Куртка была еще сырой, хотя накануне печь горела весь вечер, вплоть до нашего отхода ко сну. Кожа сапог так затвердела, что мне удалось натянуть только один. В страхе пропустить что-нибудь важное, я по-быстрому схватил костыль и захромал на улицу, вслед за бабушкой и Ксавьером.
Под хмурым небом жавшиеся друг к другу деревенские избы казались еще более кособокими, чем обычно. Кое-где из труб клубился дым.
Когда я наконец добрался до площади, там уже собралась вся деревня. Монтеро менор выкрикивал имена охотников.
Нос Ксавьера к тому времени пылал огнем. Он взволнованно перепрыгивал с одной ноги на другую, пока Биттор не поинтересовался, не надо ли ему в туалет.
«Шестьдесят четыре волка, – возгласил старый охотник, указав на рожок, болтавшийся на поясе Ксавьера. – За сорок девять лет я поймал шестьдесят четыре волка. А ну, попробуй потягаться со мной, ягненок».
По традиции охотничий рожок переходил от отца к сыну, но Биттору и его жене бог не дал детей. В свои шестьдесят он по-прежнему был одним из лучших охотников в долине. Пусть и не столь легконогий, как раньше, но зато с отменным чутьем, которое безошибочно ему подсказывало, где прячется волк. Так что отдавать рожок кому-то причин не было. Вплоть до прошлой зимы, когда его вдруг скрутила подагра, причем настолько серьезно, что в период обострения болезни он даже не вставал с постели.

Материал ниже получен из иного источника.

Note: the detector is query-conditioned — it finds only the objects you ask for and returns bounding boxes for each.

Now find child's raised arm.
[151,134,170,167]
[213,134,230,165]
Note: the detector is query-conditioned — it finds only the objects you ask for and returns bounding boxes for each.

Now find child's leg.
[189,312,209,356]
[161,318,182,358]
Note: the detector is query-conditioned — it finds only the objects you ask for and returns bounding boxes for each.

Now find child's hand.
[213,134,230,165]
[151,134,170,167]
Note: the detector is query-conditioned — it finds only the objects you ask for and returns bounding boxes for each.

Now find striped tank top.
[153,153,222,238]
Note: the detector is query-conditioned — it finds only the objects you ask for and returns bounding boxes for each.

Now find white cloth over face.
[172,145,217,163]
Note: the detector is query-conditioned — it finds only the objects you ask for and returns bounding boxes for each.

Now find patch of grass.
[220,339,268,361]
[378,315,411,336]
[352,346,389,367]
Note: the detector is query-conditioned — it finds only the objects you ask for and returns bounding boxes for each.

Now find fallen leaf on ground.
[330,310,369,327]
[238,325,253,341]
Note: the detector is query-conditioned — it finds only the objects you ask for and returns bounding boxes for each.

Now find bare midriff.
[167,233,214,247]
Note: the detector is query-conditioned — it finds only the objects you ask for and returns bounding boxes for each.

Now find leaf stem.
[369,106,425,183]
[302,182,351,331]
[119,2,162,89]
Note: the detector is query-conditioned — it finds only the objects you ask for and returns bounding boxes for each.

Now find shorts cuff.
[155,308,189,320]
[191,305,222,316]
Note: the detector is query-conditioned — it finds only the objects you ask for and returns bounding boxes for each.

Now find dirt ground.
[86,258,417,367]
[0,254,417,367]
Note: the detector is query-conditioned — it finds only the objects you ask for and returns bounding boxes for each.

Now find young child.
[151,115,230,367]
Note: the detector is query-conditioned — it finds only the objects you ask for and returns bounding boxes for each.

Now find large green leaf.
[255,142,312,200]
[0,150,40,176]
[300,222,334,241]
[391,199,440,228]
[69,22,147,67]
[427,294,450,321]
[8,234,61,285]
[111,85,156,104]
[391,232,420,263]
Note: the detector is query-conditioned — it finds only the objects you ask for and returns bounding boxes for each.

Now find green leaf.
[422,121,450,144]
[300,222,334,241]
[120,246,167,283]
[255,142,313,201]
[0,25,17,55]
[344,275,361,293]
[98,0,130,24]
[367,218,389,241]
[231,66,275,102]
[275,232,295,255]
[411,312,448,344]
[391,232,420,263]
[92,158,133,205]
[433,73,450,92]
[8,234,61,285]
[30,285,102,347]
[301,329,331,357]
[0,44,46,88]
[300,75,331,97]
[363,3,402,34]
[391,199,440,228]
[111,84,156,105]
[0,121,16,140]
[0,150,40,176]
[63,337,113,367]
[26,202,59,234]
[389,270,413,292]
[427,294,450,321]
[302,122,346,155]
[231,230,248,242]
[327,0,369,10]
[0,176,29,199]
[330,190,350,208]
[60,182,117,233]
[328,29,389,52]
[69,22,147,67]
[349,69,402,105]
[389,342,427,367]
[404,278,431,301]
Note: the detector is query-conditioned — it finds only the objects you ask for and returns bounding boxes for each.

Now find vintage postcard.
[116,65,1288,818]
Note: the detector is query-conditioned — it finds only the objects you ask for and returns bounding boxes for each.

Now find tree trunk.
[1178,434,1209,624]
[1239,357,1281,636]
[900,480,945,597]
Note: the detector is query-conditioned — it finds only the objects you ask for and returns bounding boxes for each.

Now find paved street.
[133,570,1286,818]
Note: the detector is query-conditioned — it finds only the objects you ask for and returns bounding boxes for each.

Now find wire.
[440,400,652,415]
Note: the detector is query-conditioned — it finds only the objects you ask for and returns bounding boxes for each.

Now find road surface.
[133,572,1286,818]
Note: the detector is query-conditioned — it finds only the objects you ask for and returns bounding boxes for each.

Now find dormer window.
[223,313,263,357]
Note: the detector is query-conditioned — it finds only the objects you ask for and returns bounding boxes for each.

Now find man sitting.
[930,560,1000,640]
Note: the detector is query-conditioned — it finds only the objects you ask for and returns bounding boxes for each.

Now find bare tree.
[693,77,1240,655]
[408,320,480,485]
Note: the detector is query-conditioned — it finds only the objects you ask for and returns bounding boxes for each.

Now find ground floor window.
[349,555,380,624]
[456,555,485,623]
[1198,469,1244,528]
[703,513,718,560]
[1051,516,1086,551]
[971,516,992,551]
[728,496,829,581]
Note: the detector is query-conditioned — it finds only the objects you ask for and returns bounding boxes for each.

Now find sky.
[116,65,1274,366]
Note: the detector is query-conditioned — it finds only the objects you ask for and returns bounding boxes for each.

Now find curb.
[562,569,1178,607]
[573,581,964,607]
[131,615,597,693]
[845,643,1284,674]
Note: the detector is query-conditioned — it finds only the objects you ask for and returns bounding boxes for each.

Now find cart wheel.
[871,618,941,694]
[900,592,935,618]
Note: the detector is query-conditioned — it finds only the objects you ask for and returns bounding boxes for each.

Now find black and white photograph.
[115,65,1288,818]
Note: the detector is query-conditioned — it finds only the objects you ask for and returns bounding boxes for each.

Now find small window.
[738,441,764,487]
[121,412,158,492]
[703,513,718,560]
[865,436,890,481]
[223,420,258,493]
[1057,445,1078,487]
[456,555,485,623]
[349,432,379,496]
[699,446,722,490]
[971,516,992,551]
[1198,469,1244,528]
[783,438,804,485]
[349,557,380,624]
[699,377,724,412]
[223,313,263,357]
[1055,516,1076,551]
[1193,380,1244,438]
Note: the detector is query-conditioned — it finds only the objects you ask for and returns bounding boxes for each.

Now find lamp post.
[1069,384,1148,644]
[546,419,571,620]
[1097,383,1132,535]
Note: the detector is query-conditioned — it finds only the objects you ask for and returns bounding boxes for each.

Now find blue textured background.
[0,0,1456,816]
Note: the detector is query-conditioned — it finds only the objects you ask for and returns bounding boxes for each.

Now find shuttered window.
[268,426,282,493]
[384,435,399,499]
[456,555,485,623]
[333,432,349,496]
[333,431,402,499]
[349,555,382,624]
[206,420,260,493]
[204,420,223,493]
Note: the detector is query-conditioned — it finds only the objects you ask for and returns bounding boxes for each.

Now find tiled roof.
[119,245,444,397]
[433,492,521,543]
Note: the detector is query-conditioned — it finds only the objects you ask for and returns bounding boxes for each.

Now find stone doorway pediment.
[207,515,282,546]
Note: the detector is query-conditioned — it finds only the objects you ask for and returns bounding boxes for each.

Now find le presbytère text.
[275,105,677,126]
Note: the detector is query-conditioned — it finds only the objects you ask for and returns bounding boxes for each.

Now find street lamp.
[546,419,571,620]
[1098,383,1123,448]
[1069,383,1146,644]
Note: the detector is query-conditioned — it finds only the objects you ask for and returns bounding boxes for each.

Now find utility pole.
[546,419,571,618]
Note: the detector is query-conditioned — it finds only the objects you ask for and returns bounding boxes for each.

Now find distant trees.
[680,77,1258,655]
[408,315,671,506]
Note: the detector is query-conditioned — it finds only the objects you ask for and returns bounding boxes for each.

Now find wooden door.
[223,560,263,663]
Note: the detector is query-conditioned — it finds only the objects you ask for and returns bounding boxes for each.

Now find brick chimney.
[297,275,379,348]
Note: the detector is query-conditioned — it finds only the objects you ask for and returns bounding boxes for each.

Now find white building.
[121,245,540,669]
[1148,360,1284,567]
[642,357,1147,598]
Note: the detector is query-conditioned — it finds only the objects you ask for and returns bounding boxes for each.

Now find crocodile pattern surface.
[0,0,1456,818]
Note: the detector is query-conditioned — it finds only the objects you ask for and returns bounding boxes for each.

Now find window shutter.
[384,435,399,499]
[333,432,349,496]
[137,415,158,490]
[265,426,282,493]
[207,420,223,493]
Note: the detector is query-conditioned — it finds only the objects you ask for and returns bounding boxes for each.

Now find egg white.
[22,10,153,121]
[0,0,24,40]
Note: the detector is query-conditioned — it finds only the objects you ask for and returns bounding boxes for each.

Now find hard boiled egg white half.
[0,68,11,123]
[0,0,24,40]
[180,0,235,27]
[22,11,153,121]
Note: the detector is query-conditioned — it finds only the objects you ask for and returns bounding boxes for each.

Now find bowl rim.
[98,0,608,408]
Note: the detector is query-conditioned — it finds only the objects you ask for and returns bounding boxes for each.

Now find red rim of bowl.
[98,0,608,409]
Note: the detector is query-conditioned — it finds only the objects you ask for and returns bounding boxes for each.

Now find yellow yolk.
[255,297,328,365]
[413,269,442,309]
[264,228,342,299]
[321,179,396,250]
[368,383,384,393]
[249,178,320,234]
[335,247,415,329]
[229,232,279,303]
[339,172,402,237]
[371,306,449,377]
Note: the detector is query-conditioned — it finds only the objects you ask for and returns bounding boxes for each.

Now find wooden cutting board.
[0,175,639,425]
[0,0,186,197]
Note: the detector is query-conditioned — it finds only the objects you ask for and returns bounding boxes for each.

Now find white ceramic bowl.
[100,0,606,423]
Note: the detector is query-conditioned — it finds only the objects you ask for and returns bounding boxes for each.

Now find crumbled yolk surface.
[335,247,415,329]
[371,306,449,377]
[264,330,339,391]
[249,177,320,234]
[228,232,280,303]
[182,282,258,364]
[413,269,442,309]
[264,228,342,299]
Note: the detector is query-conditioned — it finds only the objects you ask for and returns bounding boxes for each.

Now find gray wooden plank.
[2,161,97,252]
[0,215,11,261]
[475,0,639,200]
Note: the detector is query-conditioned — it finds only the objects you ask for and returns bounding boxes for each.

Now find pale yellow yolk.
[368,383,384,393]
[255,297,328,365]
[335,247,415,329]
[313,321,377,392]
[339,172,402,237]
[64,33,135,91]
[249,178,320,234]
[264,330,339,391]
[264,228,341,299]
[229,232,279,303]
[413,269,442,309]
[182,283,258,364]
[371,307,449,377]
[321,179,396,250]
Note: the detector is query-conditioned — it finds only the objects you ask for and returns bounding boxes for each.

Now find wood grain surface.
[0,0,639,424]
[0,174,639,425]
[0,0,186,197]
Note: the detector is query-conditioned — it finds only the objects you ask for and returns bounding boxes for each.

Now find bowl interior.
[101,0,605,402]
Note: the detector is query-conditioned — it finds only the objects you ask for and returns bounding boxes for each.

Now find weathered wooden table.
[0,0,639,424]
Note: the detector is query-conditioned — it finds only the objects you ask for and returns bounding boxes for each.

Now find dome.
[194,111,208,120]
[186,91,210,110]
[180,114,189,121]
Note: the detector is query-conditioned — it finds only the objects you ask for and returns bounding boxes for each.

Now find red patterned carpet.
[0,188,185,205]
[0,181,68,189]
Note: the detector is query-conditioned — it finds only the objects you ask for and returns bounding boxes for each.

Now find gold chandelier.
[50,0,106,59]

По деревне поползли слухи. Одни говорили, что Биттор передаст рожок старшему сыну в семействе Итурбиде или единственному сыну друга детства в Раболле. Другие, что рожок вообще никто не получит и что Биттор заберет его с собой в могилу. Решение передать рожок Ксавьеру многих озадачило. Дело было не в Ксавьере. Мой брат не уступал в ловкости старшему Итурбиде и бегал вдвое быстрее парня из Раболля.
– У тебя нет сердца, – отчитывала его жена, да так громко, что слышало полдеревни. – И вдобавок: это не по закону Волчьей ямы.